Hirsch relies on more specific parameters established by Ned Davis Research. It defines a bull market as 30% rise in the Dow after 50 calendar days or a 13% rise after 155 calendar days. Reversals of 30% in the Value Line Geometric Index also count, he says. A bear market uses the same figures, but in the opposite direction. (Check out Hirsch’s blog post for more details on the parameters and his thoughts on calling bull and bear markets.)
The bottom line is that under this criteria, stocks fell into a bear market between August and October of 2011 and again between May 19, 2015 and Feb. 6, 2016. So that would make the current bull just a shade over two years old.
According to the Stock Trader’s Almanac, the average bull-market move for the Dow Jones Industrial Average is 85.6%, which would put it at 29,000—a level Hirsch thinks the market could test before the bull has run its course.
Others, meanwhile, argue that it is illogical to measure a bull market from the previous bear market low. Barry Ritholtz, founder of Ritholtz Wealth Management, has written extensively on the topic.
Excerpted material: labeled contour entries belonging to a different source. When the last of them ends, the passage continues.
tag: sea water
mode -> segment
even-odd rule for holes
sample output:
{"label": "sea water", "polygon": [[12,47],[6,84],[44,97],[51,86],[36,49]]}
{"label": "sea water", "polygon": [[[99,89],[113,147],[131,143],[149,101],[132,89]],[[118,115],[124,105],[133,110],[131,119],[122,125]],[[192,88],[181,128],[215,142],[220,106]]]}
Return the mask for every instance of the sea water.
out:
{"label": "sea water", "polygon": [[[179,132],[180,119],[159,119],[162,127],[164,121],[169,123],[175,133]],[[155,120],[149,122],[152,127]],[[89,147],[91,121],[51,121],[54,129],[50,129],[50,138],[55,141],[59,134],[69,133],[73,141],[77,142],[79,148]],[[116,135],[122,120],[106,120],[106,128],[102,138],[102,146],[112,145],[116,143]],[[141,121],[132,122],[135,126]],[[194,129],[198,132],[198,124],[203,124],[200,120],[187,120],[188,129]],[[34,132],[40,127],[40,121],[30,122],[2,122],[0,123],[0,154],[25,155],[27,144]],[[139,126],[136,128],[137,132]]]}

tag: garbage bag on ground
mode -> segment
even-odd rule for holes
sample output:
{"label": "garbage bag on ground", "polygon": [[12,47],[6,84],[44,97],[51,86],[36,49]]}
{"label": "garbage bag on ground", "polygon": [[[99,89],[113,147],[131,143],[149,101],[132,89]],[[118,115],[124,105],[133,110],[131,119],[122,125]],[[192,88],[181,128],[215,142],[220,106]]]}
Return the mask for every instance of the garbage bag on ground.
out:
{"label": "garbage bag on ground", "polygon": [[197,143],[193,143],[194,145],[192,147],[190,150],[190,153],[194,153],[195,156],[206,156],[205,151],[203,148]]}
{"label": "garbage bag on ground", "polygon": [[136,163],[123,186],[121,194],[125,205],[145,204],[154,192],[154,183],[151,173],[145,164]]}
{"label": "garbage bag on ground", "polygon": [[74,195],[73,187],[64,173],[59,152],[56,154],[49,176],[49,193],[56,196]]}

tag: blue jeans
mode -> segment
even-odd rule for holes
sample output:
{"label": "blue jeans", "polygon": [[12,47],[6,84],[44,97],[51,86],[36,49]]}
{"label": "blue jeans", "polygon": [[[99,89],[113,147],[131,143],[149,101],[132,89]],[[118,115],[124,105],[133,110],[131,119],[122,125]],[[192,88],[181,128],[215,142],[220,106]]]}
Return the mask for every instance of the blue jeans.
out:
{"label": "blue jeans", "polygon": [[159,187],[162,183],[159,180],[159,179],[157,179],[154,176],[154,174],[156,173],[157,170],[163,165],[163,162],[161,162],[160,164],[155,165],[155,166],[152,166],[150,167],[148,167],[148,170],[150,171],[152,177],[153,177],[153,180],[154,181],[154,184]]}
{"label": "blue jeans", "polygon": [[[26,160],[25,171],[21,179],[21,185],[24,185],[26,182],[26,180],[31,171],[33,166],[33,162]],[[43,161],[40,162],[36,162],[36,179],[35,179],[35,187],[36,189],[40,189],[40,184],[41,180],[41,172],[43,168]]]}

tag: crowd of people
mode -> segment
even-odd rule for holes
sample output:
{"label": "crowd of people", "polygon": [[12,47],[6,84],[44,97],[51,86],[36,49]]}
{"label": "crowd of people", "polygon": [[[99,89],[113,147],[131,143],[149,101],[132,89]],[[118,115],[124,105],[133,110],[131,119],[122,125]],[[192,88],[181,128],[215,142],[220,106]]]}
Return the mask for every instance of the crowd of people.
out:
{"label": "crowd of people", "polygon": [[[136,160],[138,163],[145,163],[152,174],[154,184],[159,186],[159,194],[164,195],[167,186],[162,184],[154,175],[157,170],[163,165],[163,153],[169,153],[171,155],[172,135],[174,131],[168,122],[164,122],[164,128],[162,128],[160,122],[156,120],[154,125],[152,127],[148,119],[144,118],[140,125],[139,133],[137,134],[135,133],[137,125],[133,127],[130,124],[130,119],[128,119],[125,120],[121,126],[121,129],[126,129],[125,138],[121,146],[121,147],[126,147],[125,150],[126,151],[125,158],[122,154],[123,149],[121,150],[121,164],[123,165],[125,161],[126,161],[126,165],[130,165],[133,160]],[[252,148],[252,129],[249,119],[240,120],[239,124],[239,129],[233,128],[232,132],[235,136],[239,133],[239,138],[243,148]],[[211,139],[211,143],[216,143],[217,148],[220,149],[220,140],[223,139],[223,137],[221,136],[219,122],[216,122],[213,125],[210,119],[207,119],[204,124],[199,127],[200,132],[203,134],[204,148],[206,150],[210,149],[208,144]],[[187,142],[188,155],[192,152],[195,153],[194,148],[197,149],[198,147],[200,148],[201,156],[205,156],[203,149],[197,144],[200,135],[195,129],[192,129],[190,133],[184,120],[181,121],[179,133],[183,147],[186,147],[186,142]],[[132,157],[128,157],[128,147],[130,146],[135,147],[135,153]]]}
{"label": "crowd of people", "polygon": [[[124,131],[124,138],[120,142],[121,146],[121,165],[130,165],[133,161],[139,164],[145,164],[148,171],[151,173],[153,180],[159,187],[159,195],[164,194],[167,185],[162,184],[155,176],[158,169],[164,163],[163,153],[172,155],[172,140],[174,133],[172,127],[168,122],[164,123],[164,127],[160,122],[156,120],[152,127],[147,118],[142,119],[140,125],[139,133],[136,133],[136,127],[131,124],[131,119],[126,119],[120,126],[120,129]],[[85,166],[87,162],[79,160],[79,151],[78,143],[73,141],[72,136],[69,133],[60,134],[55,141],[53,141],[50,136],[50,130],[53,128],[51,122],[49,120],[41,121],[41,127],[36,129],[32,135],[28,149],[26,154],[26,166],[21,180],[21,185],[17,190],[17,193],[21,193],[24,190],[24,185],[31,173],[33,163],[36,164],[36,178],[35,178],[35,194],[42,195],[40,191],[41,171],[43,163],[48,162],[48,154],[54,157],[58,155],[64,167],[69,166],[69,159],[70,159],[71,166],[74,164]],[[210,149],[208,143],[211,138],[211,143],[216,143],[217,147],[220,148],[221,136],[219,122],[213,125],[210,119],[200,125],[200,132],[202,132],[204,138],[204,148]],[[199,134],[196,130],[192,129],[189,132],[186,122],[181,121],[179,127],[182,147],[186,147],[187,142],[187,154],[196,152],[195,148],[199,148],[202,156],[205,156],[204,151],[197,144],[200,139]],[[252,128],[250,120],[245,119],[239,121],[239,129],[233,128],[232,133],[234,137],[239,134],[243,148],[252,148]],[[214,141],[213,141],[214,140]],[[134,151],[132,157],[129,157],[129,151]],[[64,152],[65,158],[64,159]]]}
In a Bloomberg View column last fall, he argued that measuring a bull from a bear-market low would be “akin to measuring your own age from your date of conception.”
Instead, he argues that the current bull was born in March 2013, when the S&P 500 index SPX, +1.10% eclipsed its precrisis closing high of 1,565.15 set in October 2007.
But there are still plenty of market veterans who are comfortable celebrating a nine-year anniversary.
“When I think of when the bull market started, it is from the March 9 low,” said Scott Wren, senior global equity strategist at Wells Fargo Investment Institute.
Ryan Detrick, senior market strategist at LPL Financial, pegs the bull market as the second longest at 109 months. That is just behind a 114-month run from October 1990 to March 2009. Over its current run, the S&P 500 is up just more than 300%, also trailing the 1990s bull which saw a trough-to-peak gain of 418% (see chart below).
Does it matter that the bull, by this measure, is getting long in the tooth?
“We want our clients to realize that we are far into this [economic] cycle and we’re getting a bunch of fiscal stimulus whether it is stimulus spending or a tax cut,” Wren said. He expects the boost to extend the economic cycle somewhat, likely allowing the bull market to celebrate a 10th anniversary. But he warns that it is difficult to predict the economy with much confidence beyond the early part of 2019.
The biggest worry, he said, is a mistake by an overly aggressive Federal Reserve that brings the next recession closer, and which could bring the S&P 500 and the Dow Jones Industrial Average DJIA, +1.16% firmly lower.
Ultimately, the debate over when the bull market began is less important for investors than the question of when it ends—and that’s something that might have little to do with it is start date.